Other people take off the Christmas holidays to have fun. I delight in using the time away from normal programming work to work on DTCoreText.

There are many wide-reaching changes to warrant an increase in version number on the second digit. I need to sum them up in this location because you might have projects that rely on DTCoreText for displaying attributed strings.

Version 1.1. marks the second major improvement related to parsing HTML. The first step was to replace NSScanner with libxml2. The approach there was to keep track of a sort of DOM fragment comprised of DTHTMLElements. The actual text would be tracked separately and at certain locations the current text would be put into the current element and appended to the building string.

The problem with the previous approach was that it caused the code to be extremely convoluted because I needed to keep track of a multitude of parameters: whether the previous string had whitespace at the end, whether the next string fragment would require a newline before being flushed because it belonged to a block-level element and much more.

DOM-inating

The new parsing approach greatly simplifies the code inside DTHTMLAttributedStringBuilder, both in the DTHTMLParser delegate callbacks as well as the blocks to be executed for beginning and ending of tags. DTHTMLElement is now itself a subclass of DTHTMLParserNode. This represents a node in the parse tree which a name, attributes and child nodes.

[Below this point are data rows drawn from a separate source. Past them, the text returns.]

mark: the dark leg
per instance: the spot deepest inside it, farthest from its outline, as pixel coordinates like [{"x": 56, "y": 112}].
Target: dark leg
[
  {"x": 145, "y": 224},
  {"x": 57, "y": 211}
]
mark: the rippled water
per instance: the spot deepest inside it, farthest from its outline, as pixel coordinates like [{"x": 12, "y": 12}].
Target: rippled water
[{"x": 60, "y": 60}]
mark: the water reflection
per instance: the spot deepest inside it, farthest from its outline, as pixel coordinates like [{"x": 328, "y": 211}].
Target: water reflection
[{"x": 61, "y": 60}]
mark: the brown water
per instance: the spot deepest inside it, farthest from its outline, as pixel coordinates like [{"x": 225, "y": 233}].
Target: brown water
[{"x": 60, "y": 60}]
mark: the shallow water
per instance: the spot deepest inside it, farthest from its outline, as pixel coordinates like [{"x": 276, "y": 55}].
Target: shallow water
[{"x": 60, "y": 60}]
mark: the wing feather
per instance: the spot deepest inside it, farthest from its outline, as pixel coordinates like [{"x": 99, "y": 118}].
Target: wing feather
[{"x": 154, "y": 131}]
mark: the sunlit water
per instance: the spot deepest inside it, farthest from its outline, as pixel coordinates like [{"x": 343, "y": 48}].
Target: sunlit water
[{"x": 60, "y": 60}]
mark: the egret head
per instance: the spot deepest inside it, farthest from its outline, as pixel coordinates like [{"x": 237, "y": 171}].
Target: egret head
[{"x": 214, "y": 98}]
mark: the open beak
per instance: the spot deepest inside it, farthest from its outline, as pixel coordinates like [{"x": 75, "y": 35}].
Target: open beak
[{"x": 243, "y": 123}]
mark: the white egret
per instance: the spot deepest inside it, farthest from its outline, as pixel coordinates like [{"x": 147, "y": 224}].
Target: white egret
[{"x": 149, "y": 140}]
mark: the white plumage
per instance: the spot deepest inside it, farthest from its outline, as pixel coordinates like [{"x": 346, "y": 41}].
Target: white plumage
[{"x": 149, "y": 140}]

Because this approach constructs an actual Document Object Model (DOM) of the HTML document you can output a HTML-like structure similar to how Safari shows the structure of an inspected document.

DOM structure

 

This output works because DTHTMLParserNode provides a debugDescription method which constructs this properly indented display.

The default mode of DTHTMLAttributedStringBuilder is to discard child nodes that it does not need any more, but you can have the structure be preserved and output it at any stage during or after the build process. The _rootNode IVAR points to the root node of the document, the _bodyElement points to the tag representing the <body> tag.

libxml2 always adds a body tag even if the parsed HTML did not have one. It does an exceptionally good job in making the HTML well-formed. Must be from its XML parsing heritage.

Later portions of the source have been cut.